The great Scottish economist Adam Smith got it right, when he described money as simply ‘the great wheel of circulation’. Money, by being a sort of placeholder for work, goods and services when these are exchanged across time and distance, allows us to produce things and move them about when an impossible degree of co-ordination would otherwise be required. When we produce something new from basic materials, or make sure that goods end up in the hands of those that want them the most, we can make ourselves better off. We’ve got to realise, however, that the quantity of money that flows from hand to hand always represents the price paid for the whole of what is produced or exchanged, and not the benefit that is actually gained from the process. If you pay a dodgy builder £1000 for a half-done roof repair that falls on his head, it’s a waste of materials, his skull and your hard-earned cash, but it’s still a £1000 of economic ‘activity’.
One of the most important ideas introduced in basic economics courses is that of ‘opportunity cost’. To earn a profit, the economic cost of any good or service must always be at least equal to whatever else could have been done with the resources used up. But this means that we can consider a converse concept, that we might call ‘opportunity benefit’, which is what can be done with the resources released by not doing something. In considering what might happen if banks withdrew from the UK, or the BBC lost some of its funding, we must consider what the bright and creative people no longer employed by them might do instead. Perhaps become doctors, nurses or social workers? Reduced incomes might result, but this doesn’t in itself reduce the wealth of Britain. That only happens if, associated with these reduced incomes, there is a reduction in welfare-enhancing production or exchange. If there is no such reduction, then the only result is that certain groups’ (finance workers and TV producers) claims on society’s wealth shrink while those of the rest of us are relatively increased. I make no judgement here about the real worth of bankers and TV people to society, but such judgements are relevant to economic debate and are rarely discussed.

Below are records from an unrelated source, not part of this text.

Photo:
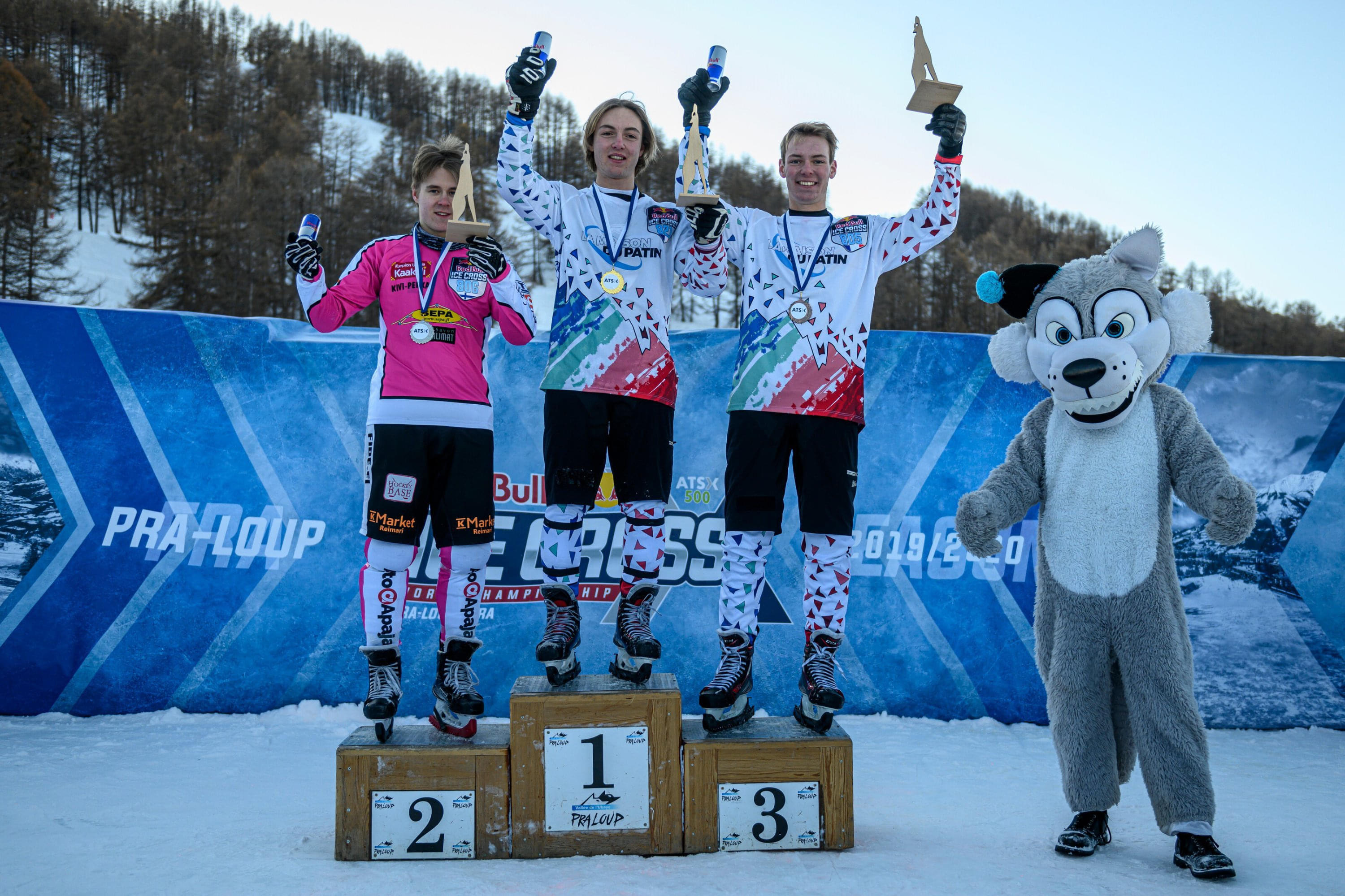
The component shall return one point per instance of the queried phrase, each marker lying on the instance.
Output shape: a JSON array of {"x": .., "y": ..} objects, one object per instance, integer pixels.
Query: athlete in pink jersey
[{"x": 430, "y": 439}]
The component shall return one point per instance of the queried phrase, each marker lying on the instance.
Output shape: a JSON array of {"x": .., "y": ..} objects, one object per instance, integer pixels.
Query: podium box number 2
[{"x": 595, "y": 767}]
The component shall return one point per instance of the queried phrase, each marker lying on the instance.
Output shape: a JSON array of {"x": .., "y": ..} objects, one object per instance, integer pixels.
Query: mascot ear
[
  {"x": 1009, "y": 353},
  {"x": 1188, "y": 318},
  {"x": 1141, "y": 252},
  {"x": 1015, "y": 288}
]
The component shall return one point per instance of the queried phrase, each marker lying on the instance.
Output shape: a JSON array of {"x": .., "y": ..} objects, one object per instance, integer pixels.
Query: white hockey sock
[
  {"x": 462, "y": 583},
  {"x": 382, "y": 591},
  {"x": 563, "y": 537},
  {"x": 826, "y": 582},
  {"x": 643, "y": 541},
  {"x": 742, "y": 578}
]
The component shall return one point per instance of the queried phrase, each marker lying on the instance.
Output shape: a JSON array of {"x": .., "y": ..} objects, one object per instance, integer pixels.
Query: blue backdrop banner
[{"x": 181, "y": 508}]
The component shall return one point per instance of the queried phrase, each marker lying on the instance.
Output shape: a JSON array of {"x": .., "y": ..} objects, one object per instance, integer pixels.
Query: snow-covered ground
[{"x": 177, "y": 804}]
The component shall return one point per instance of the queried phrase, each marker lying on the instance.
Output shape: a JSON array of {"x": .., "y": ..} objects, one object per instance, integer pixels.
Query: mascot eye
[
  {"x": 1059, "y": 334},
  {"x": 1121, "y": 326}
]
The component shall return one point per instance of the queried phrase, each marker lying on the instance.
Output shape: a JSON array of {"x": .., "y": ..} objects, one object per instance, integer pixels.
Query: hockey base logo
[
  {"x": 664, "y": 221},
  {"x": 466, "y": 279},
  {"x": 852, "y": 233}
]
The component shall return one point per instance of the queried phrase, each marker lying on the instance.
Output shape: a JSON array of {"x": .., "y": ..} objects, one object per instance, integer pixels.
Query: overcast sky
[{"x": 1222, "y": 123}]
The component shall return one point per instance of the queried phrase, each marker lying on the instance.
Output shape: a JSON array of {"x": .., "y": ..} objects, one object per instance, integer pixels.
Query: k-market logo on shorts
[
  {"x": 664, "y": 221},
  {"x": 466, "y": 279},
  {"x": 852, "y": 233}
]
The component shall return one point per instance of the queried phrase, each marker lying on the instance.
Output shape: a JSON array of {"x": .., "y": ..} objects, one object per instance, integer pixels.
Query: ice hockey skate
[
  {"x": 385, "y": 688},
  {"x": 561, "y": 636},
  {"x": 637, "y": 649},
  {"x": 725, "y": 699},
  {"x": 456, "y": 700},
  {"x": 820, "y": 697}
]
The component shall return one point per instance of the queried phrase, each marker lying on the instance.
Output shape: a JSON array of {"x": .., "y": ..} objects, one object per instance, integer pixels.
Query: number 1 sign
[{"x": 598, "y": 778}]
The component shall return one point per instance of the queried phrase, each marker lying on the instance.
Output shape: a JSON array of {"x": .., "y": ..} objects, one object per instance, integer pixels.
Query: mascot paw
[
  {"x": 1235, "y": 512},
  {"x": 977, "y": 529}
]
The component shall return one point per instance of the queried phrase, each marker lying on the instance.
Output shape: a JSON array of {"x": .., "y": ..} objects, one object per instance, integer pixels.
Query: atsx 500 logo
[{"x": 220, "y": 532}]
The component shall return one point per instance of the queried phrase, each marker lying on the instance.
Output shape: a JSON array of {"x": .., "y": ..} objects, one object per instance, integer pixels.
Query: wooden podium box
[
  {"x": 762, "y": 751},
  {"x": 419, "y": 758},
  {"x": 577, "y": 774}
]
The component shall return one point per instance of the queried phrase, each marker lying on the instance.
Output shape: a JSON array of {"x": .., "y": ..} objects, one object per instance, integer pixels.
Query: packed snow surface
[{"x": 197, "y": 804}]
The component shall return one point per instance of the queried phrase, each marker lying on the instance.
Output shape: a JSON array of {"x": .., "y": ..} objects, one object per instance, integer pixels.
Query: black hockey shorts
[
  {"x": 587, "y": 428},
  {"x": 444, "y": 470},
  {"x": 826, "y": 466}
]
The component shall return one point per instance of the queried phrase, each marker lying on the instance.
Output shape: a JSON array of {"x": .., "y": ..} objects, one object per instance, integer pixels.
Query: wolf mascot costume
[{"x": 1103, "y": 455}]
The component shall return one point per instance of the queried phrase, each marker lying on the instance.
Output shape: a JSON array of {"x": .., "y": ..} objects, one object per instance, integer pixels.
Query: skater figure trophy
[
  {"x": 464, "y": 224},
  {"x": 930, "y": 93}
]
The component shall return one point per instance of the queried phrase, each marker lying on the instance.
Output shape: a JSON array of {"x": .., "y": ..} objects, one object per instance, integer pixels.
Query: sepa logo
[{"x": 221, "y": 535}]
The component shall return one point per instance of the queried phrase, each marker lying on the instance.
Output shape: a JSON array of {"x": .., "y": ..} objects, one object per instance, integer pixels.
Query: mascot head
[{"x": 1095, "y": 331}]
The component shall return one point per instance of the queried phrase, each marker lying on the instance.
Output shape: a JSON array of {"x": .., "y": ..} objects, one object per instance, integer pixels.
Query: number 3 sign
[
  {"x": 782, "y": 816},
  {"x": 598, "y": 778}
]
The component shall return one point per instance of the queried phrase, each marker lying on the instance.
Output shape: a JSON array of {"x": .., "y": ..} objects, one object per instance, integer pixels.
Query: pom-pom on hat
[{"x": 1015, "y": 288}]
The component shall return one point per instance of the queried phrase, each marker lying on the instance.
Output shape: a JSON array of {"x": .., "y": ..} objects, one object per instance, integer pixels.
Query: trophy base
[
  {"x": 931, "y": 95},
  {"x": 463, "y": 230},
  {"x": 686, "y": 199}
]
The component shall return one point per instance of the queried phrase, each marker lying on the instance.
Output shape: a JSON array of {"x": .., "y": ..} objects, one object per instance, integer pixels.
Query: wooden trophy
[
  {"x": 930, "y": 93},
  {"x": 693, "y": 167},
  {"x": 462, "y": 228}
]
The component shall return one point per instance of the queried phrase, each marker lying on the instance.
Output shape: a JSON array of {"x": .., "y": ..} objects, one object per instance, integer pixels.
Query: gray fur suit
[{"x": 1103, "y": 455}]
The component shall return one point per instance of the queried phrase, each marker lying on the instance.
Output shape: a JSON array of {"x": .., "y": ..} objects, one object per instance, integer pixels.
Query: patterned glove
[
  {"x": 950, "y": 124},
  {"x": 304, "y": 256},
  {"x": 696, "y": 91},
  {"x": 526, "y": 80},
  {"x": 489, "y": 256},
  {"x": 708, "y": 222}
]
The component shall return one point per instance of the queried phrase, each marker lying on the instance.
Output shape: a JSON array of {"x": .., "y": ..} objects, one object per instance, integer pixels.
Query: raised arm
[
  {"x": 534, "y": 198},
  {"x": 1011, "y": 489},
  {"x": 930, "y": 224}
]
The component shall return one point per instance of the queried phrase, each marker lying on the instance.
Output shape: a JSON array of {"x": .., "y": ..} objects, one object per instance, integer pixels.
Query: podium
[
  {"x": 423, "y": 794},
  {"x": 595, "y": 767},
  {"x": 770, "y": 783}
]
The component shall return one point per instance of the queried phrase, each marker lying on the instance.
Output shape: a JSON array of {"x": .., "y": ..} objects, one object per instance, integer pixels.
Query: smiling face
[
  {"x": 807, "y": 167},
  {"x": 434, "y": 199},
  {"x": 616, "y": 148}
]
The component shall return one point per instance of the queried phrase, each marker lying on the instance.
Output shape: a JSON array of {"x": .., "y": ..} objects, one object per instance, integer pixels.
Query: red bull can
[
  {"x": 542, "y": 43},
  {"x": 310, "y": 226},
  {"x": 716, "y": 66}
]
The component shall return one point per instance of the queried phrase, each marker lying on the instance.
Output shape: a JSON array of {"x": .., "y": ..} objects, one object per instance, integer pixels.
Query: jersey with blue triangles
[{"x": 610, "y": 343}]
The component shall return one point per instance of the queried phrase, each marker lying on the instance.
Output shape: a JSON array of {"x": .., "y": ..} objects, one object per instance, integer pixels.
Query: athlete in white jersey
[{"x": 798, "y": 390}]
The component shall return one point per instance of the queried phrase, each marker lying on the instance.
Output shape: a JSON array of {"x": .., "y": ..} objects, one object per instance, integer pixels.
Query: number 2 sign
[
  {"x": 781, "y": 816},
  {"x": 598, "y": 778}
]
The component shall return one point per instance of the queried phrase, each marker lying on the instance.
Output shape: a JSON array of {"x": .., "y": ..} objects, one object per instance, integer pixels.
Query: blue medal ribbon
[
  {"x": 607, "y": 236},
  {"x": 794, "y": 267}
]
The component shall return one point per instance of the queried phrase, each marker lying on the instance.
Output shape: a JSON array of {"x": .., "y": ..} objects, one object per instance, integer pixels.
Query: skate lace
[
  {"x": 460, "y": 677},
  {"x": 382, "y": 683},
  {"x": 731, "y": 665}
]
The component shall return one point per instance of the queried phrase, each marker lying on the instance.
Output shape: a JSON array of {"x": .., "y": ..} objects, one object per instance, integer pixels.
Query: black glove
[
  {"x": 487, "y": 255},
  {"x": 304, "y": 256},
  {"x": 950, "y": 124},
  {"x": 696, "y": 91},
  {"x": 526, "y": 80},
  {"x": 708, "y": 222}
]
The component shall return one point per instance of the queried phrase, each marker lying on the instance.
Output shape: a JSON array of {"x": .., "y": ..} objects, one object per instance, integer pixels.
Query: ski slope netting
[
  {"x": 200, "y": 804},
  {"x": 131, "y": 436}
]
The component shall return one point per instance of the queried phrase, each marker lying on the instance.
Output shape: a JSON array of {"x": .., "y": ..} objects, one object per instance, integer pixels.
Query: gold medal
[
  {"x": 801, "y": 311},
  {"x": 612, "y": 281}
]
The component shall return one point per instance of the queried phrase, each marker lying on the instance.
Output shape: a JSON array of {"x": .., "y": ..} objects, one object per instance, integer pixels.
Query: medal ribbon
[
  {"x": 817, "y": 253},
  {"x": 598, "y": 201},
  {"x": 425, "y": 295}
]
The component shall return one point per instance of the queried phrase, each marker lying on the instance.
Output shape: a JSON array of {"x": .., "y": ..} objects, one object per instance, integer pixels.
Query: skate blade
[
  {"x": 634, "y": 669},
  {"x": 740, "y": 714},
  {"x": 561, "y": 671},
  {"x": 454, "y": 724}
]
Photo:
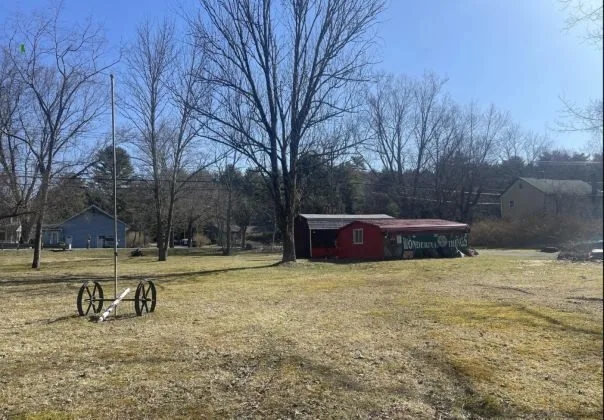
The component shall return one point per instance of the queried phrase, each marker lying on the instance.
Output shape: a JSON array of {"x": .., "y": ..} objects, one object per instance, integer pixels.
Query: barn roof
[
  {"x": 417, "y": 225},
  {"x": 336, "y": 221},
  {"x": 559, "y": 186}
]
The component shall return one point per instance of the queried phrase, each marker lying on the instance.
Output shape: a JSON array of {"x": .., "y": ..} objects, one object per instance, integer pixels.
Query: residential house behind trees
[{"x": 532, "y": 196}]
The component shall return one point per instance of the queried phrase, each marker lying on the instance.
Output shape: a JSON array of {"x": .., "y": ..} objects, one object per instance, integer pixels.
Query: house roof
[
  {"x": 560, "y": 186},
  {"x": 417, "y": 225},
  {"x": 92, "y": 207},
  {"x": 336, "y": 221}
]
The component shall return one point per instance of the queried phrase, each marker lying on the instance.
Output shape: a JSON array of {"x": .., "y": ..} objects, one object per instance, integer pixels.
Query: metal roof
[
  {"x": 418, "y": 225},
  {"x": 336, "y": 221},
  {"x": 560, "y": 186}
]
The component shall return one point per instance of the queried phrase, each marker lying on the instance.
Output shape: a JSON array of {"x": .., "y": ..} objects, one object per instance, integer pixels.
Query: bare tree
[
  {"x": 165, "y": 85},
  {"x": 429, "y": 115},
  {"x": 279, "y": 70},
  {"x": 533, "y": 146},
  {"x": 482, "y": 138},
  {"x": 390, "y": 125},
  {"x": 588, "y": 14},
  {"x": 589, "y": 118},
  {"x": 60, "y": 68},
  {"x": 19, "y": 174}
]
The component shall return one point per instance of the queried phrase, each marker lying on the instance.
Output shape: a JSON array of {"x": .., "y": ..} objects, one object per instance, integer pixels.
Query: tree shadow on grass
[{"x": 165, "y": 277}]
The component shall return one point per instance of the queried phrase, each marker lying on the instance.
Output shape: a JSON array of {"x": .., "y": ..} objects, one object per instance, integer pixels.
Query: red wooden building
[
  {"x": 401, "y": 238},
  {"x": 315, "y": 234}
]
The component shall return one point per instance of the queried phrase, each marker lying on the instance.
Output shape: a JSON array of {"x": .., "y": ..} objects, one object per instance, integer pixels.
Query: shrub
[{"x": 534, "y": 231}]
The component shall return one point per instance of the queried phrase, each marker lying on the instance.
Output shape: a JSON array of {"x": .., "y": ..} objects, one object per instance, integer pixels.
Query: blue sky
[{"x": 513, "y": 53}]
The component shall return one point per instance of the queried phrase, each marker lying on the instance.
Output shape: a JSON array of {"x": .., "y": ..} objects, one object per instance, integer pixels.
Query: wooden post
[{"x": 113, "y": 305}]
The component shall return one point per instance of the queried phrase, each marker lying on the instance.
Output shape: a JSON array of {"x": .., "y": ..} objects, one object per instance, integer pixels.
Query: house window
[{"x": 357, "y": 236}]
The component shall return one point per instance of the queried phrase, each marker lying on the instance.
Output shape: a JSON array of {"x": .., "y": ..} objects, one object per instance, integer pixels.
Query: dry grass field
[{"x": 494, "y": 336}]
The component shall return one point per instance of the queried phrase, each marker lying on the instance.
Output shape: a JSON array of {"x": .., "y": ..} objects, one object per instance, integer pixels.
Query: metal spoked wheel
[
  {"x": 145, "y": 297},
  {"x": 90, "y": 297}
]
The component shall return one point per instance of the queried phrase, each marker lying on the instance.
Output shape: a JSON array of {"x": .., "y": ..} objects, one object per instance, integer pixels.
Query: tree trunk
[
  {"x": 37, "y": 244},
  {"x": 41, "y": 212},
  {"x": 227, "y": 250},
  {"x": 243, "y": 230},
  {"x": 162, "y": 253},
  {"x": 289, "y": 248}
]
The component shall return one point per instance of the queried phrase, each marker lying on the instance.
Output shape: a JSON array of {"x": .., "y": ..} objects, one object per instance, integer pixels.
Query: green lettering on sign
[{"x": 435, "y": 241}]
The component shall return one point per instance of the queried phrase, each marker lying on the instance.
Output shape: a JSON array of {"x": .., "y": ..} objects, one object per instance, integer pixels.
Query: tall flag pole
[{"x": 114, "y": 193}]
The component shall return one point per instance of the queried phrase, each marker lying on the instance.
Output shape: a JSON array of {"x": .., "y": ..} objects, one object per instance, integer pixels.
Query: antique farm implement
[{"x": 90, "y": 296}]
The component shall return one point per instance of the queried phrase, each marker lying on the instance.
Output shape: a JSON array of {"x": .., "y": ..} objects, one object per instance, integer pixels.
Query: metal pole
[{"x": 114, "y": 193}]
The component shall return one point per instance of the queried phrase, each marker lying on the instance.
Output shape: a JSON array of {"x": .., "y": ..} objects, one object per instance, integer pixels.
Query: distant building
[
  {"x": 92, "y": 228},
  {"x": 532, "y": 196},
  {"x": 401, "y": 238},
  {"x": 10, "y": 231},
  {"x": 315, "y": 234}
]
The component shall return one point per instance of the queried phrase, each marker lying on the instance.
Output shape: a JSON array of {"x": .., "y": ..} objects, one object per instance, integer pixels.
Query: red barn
[{"x": 401, "y": 238}]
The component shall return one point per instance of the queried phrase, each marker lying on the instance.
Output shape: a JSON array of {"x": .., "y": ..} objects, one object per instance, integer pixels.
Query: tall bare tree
[
  {"x": 19, "y": 174},
  {"x": 164, "y": 87},
  {"x": 390, "y": 125},
  {"x": 586, "y": 14},
  {"x": 483, "y": 133},
  {"x": 280, "y": 69},
  {"x": 61, "y": 68}
]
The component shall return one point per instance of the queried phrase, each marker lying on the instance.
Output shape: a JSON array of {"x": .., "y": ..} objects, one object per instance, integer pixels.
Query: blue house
[{"x": 91, "y": 228}]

What about lost tax revenue? The banks contribute huge amounts of corporation tax, say their lobbyists, and their highly-paid executives pay high rates of income tax. Indeed they do, but the monetary revenue out of which they pay tax has come from somewhere, and could have gone elsewhere. With two exceptions I’ll come to, if the banks and their employees hadn’t paid tax on it then someone else would – perhaps more, perhaps less! And if less, this doesn’t mean the money disappears! It simply means it stays with individuals or firms rather than goes to the government. Are the banks arguing that more money for the government and less for you and me is a good thing? I think they should make their views clear! The first of the two exceptions is when money has been created for the purpose of producing a bank’s revenue. Now the bank has access to a new claim on society’s resources, and the only justification for this can be that they are going to produce something of benefit to society. Secondly, the bank’s revenue may be in the form of foreign currency. An inflow of foreign currency is important, but if not balanced by outflows we risk impoverishing the rest of the world – which is not a sustainable position. And we should bear in mind that foreign-owned banks operating in the UK are ultimately in the business of repatriating our money in the form of their profits.
So don’t let’s be taken in by scaremongering from interested parties about lost jobs, revenues and taxes, without considering what’s really being gained and lost.